Foi assim que Daniel foi recebido sem medo em sua mesa. Ele estava começando a experimentar um desejo antigo: viver só. Fisicamente só. Durante muitos anos viveu só, mesmo na companhia de seus pais e seus irmãos. Por toda a vida não teve amigos, nenhum se quer. Alguém que o amasse, que desejasse estar com ele todo o tempo. Gostava ler e estudar aquilo que não compreendia. E o que aprendia ficava ávido para dividir, mas não era compreendido. Então se calava e sentia só. Seu vocabulário era diferente e naturalmente sofisticado e o tornava distante das outras pessoas. Ele percebeu que nem todas as pessoas, talvez a maioria delas, não eram capazes de compreender o que ele dizia. E ele precisava gastar um tempo razoável pra explicar, preparar o tempo para, finalmente, mostrar o que de fato queria ensinar. E isso era maçante para a maioria das pessoas. E elas se cansavam e logo logo perdiam o interesse pelo que ele dizia. Então ele se calava. Enquanto a pessoa despertava do seu dormitar.

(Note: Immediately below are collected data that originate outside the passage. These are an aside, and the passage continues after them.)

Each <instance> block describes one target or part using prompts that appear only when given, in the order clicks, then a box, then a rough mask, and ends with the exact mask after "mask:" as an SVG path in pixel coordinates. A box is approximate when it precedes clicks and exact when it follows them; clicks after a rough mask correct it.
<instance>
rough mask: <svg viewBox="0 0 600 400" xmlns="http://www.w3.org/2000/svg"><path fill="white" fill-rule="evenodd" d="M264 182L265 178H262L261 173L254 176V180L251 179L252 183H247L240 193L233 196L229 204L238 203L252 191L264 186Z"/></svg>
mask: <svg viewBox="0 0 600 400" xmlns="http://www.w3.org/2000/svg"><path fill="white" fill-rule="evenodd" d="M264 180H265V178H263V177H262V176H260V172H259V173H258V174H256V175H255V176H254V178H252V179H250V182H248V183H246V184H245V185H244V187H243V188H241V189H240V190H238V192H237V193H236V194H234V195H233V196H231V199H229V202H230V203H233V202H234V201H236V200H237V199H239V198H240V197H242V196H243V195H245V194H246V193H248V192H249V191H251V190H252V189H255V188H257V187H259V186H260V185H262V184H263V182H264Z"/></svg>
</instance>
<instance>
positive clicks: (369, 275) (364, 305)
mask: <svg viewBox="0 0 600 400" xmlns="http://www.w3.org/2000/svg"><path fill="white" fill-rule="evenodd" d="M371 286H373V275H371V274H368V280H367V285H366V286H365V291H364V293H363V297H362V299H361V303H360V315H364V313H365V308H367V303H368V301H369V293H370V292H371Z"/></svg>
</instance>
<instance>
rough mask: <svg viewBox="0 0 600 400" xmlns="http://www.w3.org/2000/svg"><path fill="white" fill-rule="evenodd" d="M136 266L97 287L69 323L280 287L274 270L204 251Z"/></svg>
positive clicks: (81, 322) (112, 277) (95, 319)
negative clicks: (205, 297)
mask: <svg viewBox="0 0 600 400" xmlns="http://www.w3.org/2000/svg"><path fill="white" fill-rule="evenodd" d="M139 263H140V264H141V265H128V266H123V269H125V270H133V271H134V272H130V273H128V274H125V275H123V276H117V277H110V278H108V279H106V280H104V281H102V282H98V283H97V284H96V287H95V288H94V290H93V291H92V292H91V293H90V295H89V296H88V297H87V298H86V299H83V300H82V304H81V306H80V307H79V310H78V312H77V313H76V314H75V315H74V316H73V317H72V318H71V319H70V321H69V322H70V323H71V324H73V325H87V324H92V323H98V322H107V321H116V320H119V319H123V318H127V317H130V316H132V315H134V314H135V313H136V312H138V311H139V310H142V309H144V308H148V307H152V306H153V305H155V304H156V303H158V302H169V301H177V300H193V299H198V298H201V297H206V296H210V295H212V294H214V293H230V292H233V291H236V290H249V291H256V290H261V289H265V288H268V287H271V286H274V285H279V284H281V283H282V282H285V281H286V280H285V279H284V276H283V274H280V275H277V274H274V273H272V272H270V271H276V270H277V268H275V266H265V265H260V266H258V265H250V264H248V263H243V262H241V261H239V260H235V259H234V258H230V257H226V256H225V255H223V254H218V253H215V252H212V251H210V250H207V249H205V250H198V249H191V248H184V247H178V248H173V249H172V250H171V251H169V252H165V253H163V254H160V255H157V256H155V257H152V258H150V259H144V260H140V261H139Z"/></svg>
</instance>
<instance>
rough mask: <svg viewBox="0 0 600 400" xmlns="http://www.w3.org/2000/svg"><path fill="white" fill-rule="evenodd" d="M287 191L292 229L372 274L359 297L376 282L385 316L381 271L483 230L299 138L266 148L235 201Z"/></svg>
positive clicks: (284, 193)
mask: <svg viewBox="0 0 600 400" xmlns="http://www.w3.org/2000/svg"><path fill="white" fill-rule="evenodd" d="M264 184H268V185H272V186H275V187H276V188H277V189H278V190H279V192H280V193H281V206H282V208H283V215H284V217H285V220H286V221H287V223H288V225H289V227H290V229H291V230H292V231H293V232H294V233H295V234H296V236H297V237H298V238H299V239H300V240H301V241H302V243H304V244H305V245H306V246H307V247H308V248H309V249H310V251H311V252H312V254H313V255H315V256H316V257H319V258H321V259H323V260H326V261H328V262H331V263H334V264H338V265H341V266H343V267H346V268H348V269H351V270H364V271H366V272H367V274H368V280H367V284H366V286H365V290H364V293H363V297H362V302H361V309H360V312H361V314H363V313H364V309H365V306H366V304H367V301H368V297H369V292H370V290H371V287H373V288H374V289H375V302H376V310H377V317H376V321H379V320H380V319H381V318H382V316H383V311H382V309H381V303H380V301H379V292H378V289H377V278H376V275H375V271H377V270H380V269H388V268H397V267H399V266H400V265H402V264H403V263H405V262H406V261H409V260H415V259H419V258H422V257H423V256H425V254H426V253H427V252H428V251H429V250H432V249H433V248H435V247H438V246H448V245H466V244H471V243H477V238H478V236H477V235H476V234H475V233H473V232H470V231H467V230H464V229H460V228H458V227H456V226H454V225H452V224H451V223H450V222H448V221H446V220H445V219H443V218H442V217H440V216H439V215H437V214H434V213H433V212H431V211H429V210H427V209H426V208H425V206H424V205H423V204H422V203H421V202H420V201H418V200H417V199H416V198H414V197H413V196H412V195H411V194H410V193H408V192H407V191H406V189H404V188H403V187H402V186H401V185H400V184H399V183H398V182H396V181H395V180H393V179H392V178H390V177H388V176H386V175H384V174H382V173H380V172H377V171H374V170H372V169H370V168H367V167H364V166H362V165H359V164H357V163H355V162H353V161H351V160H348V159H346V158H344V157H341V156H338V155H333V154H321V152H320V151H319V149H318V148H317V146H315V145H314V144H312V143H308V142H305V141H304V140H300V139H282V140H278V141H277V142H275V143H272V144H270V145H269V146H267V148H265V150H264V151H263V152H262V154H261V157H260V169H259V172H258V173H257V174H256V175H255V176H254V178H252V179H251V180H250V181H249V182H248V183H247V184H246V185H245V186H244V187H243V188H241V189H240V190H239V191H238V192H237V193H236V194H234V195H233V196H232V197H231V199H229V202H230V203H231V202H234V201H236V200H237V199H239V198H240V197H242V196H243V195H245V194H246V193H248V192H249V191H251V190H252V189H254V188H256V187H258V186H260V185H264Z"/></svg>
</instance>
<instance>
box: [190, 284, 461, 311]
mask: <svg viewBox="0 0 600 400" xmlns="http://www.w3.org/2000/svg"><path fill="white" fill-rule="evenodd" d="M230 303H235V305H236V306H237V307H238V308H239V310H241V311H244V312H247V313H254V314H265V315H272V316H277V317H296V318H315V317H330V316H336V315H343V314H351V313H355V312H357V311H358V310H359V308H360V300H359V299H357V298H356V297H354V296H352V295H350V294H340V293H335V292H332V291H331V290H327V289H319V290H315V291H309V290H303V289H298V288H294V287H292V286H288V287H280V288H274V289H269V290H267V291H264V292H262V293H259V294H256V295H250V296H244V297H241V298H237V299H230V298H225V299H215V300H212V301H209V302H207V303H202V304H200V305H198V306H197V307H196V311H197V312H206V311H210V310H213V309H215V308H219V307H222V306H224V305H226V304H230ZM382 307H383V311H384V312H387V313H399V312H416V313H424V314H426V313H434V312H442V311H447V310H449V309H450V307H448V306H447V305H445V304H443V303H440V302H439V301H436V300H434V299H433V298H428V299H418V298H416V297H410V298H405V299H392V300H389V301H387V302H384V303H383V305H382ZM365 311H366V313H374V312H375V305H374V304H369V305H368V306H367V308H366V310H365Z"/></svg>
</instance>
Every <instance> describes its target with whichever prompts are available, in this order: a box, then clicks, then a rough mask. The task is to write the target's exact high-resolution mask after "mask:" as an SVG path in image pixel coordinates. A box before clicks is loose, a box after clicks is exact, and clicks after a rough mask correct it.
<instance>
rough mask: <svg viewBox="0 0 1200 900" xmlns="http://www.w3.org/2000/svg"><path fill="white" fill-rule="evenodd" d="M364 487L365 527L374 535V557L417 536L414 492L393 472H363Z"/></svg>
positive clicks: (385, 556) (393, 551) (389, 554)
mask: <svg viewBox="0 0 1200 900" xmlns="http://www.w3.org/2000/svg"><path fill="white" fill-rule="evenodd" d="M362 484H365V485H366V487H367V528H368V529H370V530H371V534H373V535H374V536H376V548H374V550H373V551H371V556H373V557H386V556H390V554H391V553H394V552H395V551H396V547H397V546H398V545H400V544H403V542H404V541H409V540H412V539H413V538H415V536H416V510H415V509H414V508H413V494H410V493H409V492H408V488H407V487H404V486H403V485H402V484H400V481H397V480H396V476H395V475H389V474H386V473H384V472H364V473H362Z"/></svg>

- Somos felizes, não acha, sabemos como é bom viver só. - disse Daniel

- Eu não disse que vivo só - respondeu Nayara.

- Não disse, mas eu sei. Eu sinto isso. E não se preocupe. Você não corre perigo. Eu sou a única pessoa que me entende. Por isso, eu sempre quis viver só. Eu não sou avesso às pessoas. Mas, as vezes, eu preciso ficar longe delas. As pessoas cobram da gente um amor que não são capazes de dar. Eu sei qualquer pessoa é uma ameaça pra pra se propoe a viver só. O amor tem as suas armadilhas, e a gente precisa tomar cuidado.

- Bom, você parece estar disposto a defender a sua solidão com unhas e dentes.

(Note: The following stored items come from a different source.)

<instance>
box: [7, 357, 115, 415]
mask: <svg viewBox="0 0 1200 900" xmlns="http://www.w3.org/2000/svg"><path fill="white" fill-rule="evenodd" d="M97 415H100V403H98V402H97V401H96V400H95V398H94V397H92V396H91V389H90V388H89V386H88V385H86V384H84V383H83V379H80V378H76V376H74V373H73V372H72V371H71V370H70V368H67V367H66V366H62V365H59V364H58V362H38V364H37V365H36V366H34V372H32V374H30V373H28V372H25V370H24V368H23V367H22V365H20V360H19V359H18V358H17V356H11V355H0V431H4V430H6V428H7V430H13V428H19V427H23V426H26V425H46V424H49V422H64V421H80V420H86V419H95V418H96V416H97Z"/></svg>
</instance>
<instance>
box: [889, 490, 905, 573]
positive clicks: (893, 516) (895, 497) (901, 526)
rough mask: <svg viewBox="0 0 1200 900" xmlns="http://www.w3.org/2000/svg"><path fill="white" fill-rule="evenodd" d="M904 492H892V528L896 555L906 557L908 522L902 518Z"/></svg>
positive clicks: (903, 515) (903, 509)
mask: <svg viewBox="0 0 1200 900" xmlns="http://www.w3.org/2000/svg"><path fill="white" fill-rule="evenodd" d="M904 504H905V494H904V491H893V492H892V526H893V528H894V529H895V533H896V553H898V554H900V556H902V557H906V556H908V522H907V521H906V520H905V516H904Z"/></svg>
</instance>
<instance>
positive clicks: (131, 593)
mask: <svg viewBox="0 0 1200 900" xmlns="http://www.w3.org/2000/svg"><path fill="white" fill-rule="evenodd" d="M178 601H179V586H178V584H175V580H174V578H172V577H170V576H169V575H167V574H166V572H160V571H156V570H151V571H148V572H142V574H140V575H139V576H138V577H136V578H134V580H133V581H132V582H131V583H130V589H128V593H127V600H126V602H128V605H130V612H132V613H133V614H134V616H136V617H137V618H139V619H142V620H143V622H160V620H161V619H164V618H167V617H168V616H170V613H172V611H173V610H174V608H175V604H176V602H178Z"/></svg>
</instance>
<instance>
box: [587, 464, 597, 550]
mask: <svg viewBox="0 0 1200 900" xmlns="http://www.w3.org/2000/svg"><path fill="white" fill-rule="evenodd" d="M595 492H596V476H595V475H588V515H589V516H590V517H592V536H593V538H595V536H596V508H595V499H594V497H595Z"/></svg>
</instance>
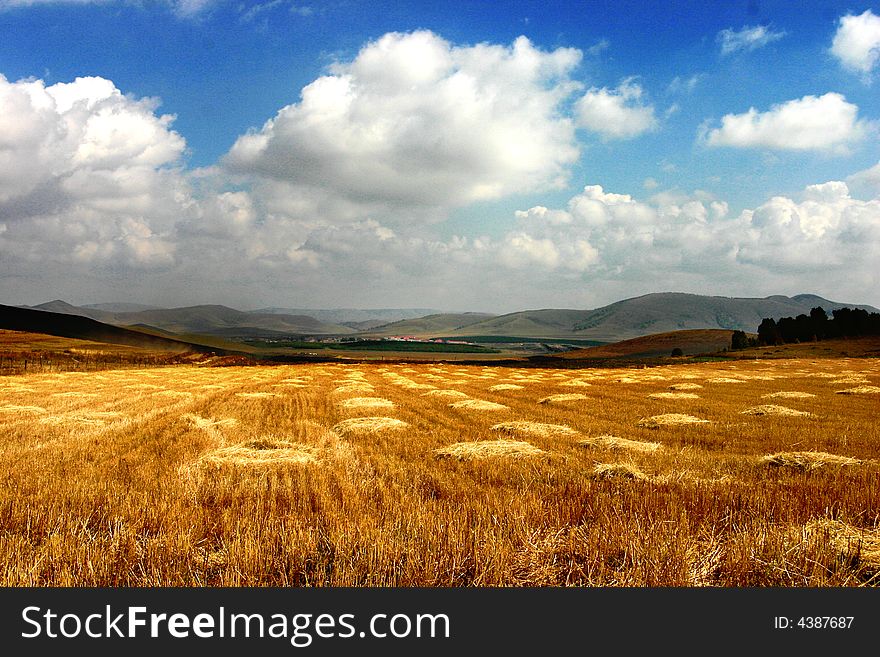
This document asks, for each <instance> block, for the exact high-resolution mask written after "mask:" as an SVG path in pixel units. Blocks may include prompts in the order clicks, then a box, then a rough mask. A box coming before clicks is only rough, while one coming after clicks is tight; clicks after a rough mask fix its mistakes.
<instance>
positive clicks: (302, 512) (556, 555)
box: [0, 359, 880, 586]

- Sim. Eu levei muito pra tomar uma atitude. A decisão ja tinha sido tomada a muito tempo. Mas a atitude demorou. As pessoas não costumam dar espaço para a solidão, para a privacidade.

- …

- Você já pediu? Perguntou Daniel, quando o garçom se aproximou da mesa.

- Não! Respondeu Nayara, despertando da reflexão. - Ia fazê-lo, agora.

Assim, Nayara e Daniel tiveram um almoço agradável e tranquilo, partilhando das suas privacidades, sem invadir um a privacidade do outro. Embora, tivessem, na conversa, descoberto afinidadee que poderiam uni-los para sempre, ou por um longo tempo, preferiram continuar cada um na sua solidão. Mas deixaram aberta a possibilidade de, de vez em quando, quem sabe, partilhar uma mesa para dois.